不動産を受け取った人が他の相続人にお金で清算する「代償分割」
代償分割は、相続人のうち1人が不動産を相続し、不動産を相続した人が他の相続人に対して不動産の評価に応じて現金を支払うことで話し合いをまとめる方法です。
相続人が被相続人と住んでいた家の相続が発生した場合などで、この方法が用いられます。
ただし代償分割で不動産を分けるのであれば、家を相続したい人に、他の相続人に渡す現金がないと難しいでしょう。
相続人全員の「共有」の財産にする
共有は相続した不動産をどうやって分けるのかを決めずに、共同名義にしておく方法です。
一見すると共有は、公平な分割方法なため、最初はスムーズに話し合いが進むかもしれません。
しかし住宅ローンや管理費などを共同で払っていかなければならなかったり、いざ不動産を処分したいと思った時に自由に売却できないなど、後からトラブルに発展する可能性があります。
不動産を売ってお金に換える「換価分割」
換価分割は、遺産相続した土地や家を売却し、お金に換えて分割する方法です。
売却代金を相続税の納税資金に充てることもできるため、相続財産が不動産だけだった場合などによく使われます。
相続した土地や建物をめぐる遺産分割で揉めない方法
相続した土地や建物をめぐる遺産分割で揉めない方法は、以下のとおりです。
- 換価分割か代償分割で分ける
- 生前贈与した財産のルールを知っておく
- 遺産分割協議書を作成する
換価分割か代償分割で分ける
不動産分割で揉めないためには、換価分割または代償分割で分けることをおすすめします。

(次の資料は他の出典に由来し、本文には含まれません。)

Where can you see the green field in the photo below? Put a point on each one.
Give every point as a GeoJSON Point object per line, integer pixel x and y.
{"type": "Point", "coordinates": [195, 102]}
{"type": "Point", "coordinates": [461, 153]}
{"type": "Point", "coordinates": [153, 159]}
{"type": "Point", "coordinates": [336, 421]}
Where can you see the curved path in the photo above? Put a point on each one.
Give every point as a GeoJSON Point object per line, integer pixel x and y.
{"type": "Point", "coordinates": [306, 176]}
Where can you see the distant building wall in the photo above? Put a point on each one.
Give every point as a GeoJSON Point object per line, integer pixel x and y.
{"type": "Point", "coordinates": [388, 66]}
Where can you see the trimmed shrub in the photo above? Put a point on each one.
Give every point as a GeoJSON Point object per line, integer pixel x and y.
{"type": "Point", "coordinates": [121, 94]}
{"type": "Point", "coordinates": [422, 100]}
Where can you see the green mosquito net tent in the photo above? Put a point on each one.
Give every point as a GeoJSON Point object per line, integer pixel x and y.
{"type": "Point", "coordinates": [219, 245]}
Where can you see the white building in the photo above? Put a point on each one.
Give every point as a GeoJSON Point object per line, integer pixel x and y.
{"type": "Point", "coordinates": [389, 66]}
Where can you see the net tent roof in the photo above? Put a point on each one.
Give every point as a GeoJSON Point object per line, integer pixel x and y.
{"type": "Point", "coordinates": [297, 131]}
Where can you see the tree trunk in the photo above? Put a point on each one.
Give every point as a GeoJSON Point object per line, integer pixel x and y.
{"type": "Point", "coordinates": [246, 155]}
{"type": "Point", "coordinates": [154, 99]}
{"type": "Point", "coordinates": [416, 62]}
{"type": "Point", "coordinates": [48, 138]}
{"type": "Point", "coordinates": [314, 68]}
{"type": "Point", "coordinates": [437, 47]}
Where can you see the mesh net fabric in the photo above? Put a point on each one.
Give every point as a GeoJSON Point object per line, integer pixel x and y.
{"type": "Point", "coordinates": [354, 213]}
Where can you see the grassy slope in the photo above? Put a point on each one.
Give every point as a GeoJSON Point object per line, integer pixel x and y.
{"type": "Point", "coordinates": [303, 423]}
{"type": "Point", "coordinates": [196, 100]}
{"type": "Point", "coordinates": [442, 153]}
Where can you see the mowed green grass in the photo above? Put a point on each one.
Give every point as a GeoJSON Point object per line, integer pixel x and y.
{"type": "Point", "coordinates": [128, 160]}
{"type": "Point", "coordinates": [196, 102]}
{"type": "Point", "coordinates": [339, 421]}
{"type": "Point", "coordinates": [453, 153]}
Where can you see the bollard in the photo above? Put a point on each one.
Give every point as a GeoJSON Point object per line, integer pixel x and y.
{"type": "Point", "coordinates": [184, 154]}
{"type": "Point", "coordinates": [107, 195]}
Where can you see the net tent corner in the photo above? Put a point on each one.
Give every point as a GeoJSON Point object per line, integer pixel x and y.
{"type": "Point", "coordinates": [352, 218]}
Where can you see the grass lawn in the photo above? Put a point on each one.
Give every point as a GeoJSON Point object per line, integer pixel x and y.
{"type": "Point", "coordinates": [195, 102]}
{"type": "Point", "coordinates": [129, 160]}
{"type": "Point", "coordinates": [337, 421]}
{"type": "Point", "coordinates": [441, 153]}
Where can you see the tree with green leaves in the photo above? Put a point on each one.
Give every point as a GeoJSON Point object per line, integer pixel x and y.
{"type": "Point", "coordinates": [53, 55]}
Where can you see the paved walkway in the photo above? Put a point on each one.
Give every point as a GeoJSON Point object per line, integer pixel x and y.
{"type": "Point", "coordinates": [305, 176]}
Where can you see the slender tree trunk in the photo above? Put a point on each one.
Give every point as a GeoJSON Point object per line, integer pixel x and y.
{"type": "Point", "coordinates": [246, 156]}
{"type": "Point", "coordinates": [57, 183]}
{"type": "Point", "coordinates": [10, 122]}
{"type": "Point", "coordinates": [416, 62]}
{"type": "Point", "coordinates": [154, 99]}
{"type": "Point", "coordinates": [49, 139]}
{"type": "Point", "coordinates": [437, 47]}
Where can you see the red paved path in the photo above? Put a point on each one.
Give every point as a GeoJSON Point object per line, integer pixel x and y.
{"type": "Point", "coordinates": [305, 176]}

現物分割や共有を選択してしまうと、住宅ローンや管理費等の負担が続きますし、誰が物件の管理をするのかをめぐって後からトラブルに発展しやすいからです。
相続した不動産を空き家のままにしてしまった場合はさらに問題は深刻で、親族間だけの問題ではなくなってきます。
物件の劣化によって虫が発生したり、街の景観が損なわれたりと、近所の人に迷惑をかけてしまう可能性があるからです。
相続が発生したときにきれいに問題を解決するためには、換価分割か代償分割で不動産を分けるのがベターでしょう。
生前贈与した財産のルールを知っておく
相続発生前に生前贈与がおこなわれた場合、遺産分割協議で揉めやすくなりますので、事前に生前贈与した財産のルールについて知っておきましょう。
まず生前贈与を受けた相続人は、特別受益者になります。
特別受益者は、相続分が他の相続人よりも少なくなるのが一般的です。
どのように計算するのかというと、特別受益した財産を持ち戻してから相続分で按分し直します。
他の相続人との公平性を保ち、スムーズに話し合いを進めるためには、この手続きが必要になります。
遺産分割協議書を作成する
遺産分割の話し合いがまとまったら、遺産分割協議書を作成することをおすすめします。
遺産分割協議書は作成しなくても罰則はないため作らない人もいますが、遺産分割協議書がないとトラブルに発展する確率が高くなります。
人間の記憶は年数が経過するとともに曖昧になっていくため、悪気はなくても認識にズレが生じます。
遺産分割協議で話し合った内容をしっかりと書面に残しておくことは、いざトラブルに発展したときに解決へ導くのに役立ちます。